What Samsung’s TRM does and why it matters
In a recent development out of Samsung’s AI lab in Montreal, researchers have introduced a new “Tiny Recursive Model” (TRM) that challenges the prevailing notion that more parameters = more intelligence.)
Key ideas & claims
- Tiny footprint: TRM has only ~7 million parameters—orders of magnitude smaller than typical large language or reasoning models.
- Recursive refinement: Instead of doing a single large forward pass, TRM repeatedly “asks itself” whether its current answer can be improved. It refines latent states and outputs over multiple steps.
- Deep supervision + adaptive halting: The training regime provides feedback at intermediate steps (not just the final one), and the model learns to decide when to stop refining.
- Stronger generalization on structured reasoning tasks: On benchmarks involving logic puzzles, mazes, and abstract reasoning (such as ARC‑AGI, Sudoku-Extreme, Maze-Hard), TRM matches or surpasses much larger models. For example, it achieves ~87% accuracy on Sudoku-Extreme and ~85% on Maze-Hard.
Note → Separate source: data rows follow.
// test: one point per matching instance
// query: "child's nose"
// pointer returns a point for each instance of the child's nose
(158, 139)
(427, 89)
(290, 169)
- Simplicity over complexity: TRM is a simplification of a prior model called HRM (Hierarchical Reasoning Model), removing the extra networks, hierarchical structure, and more complex mathematics, while still improving performance.
- Practical significance: Because of its small size, TRM can run on modest hardware and with lower energy costs. This opens doors for small labs, edge devices, or privacy-sensitive environments where massive models are impractical.
However, some caveats to keep in mind:
- TRM is currently tested on narrow, structured reasoning tasks (puzzles, mazes, symbolic grids) rather than general language or multimodal tasks.
- Its performance on open-ended text, common-sense reasoning, or large-scale generative problems is not established.
- The approach is relatively new and will need replication and extension to validate robustness across domains.
Overall, TRM offers intriguing evidence that architectural cleverness (recursion + refinement) might substitute for brute-force scale—at least in specialized reasoning domains.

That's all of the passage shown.